Akt is a serine/threonine kinase involved in numerous cellular signalling pathways. It is an important mediator of numerous functions initiated by growth factor receptors that activate PI3K (65). Akt is oncogenic and contributes to the malignant behaviour of cells, promoting cell survival, enhancing tumour cell invasion, and stimulating motility (66). IL-7 has been shown to activate the PI3K/Akt signalling pathway, promoting the survival of certain immune and cancer cells (32,34,35,67). In order to evaluate the potential signalling pathways involved in the pro-migratory effect of rhIL-7 on HaCaT cells, two small inhibitors (Akt and N-WASp) were used to target the possible downstream signalling pathways of IL-7. Since previous studies suggested that Akt stimulates cell motility, a reasonable hypothesis appears to be that inhibiting Akt may negate the pro-migratory effect of IL-7. However, the opposite was shown, since a marked increase in cell migration was observed upon addition of the Akt inhibitor. A previous study demonstrated that IL-24 inhibited keratinocyte migration in vitro via an Akt-dependent signalling pathway, where addition of an Akt inhibitor reversed the inhibition of migration caused by IL-24 (61). However, the results of the current study suggested that inhibition of Akt, through small molecular inhibitors, had a pro-migratory effect on HaCaT cells when combined with rhIL-7 treatment. The precise mechanism underlying this phenomenon is not fully known.

Wiskott-Aldrich syndrome (WAS) is a primary immunodeficiency disorder, in which lymphocytes exhibit cytoskeletal abnormalities and a reduced response to proliferative stimuli (68). The WAS gene encodes a prolene-rich protein, termed WASp. Neural WASp (N-WASp) is a 65 kDa protein with a 50% homology to WASp that was first identified in the bovine brain (69). Unlike WASp, which is only expressed in haematopoietic cells, N-WASp is ubiquitous (68). N-WASp is required for stimulation of actin polymerization, a process necessary for cell movement and division (70).

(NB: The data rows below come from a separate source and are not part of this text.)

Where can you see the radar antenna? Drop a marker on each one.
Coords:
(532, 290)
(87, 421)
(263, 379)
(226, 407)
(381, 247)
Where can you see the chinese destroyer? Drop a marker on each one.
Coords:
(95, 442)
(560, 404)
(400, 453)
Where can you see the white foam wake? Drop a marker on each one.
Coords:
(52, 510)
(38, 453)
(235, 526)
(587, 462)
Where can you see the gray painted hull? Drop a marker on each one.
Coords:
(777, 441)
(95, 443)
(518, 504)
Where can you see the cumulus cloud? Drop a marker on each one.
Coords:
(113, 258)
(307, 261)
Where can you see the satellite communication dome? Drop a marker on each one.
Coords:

It has also been shown to stabilise intracellular adherens junctions, which maintain the endothelial barrier (71). The results of the present study demonstrated that inhibition of N-WASp caused a marked increase in the cellular migration rate with the addition of rhIL-7 in vitro. This suggested that N-WASp may have been acting to prevent migration, possibly replicating its activity in endothelial cells.

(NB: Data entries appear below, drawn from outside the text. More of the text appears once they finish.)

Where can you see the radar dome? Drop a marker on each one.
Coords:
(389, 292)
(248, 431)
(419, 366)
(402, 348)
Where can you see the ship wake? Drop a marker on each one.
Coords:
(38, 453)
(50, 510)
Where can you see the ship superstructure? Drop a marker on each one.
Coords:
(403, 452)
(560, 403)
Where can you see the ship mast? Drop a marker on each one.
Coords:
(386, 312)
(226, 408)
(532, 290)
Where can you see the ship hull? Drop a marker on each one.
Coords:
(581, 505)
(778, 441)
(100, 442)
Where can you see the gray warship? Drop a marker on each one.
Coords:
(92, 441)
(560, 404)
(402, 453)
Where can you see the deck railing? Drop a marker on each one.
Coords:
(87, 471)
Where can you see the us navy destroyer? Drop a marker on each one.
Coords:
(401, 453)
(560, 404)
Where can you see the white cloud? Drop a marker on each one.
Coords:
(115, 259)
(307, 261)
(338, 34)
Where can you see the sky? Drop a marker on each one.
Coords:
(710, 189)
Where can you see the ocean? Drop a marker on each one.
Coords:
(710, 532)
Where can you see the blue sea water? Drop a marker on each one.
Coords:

In conclusion, as chronic wounds continue to pose a significant health problem, investigations to uncover the complex processes required for prompt wound healing are ongoing. The results of the present study demonstrated that IL-7 may have a role in keratinocyte migration and may be differentially expressed between healing and non-healing chronic wounds. Further studies are required to fully establish this association and the significance of IL-7 in chronic wound healing and in the wound healing process as a whole, using different clinical cohorts with acute and chronic wound tissues. The data also suggested a potential association between IL-7 and N-WASp and Akt signalling, although additional investigation isrequired to fully understand this association and its significance to clinical wound healing.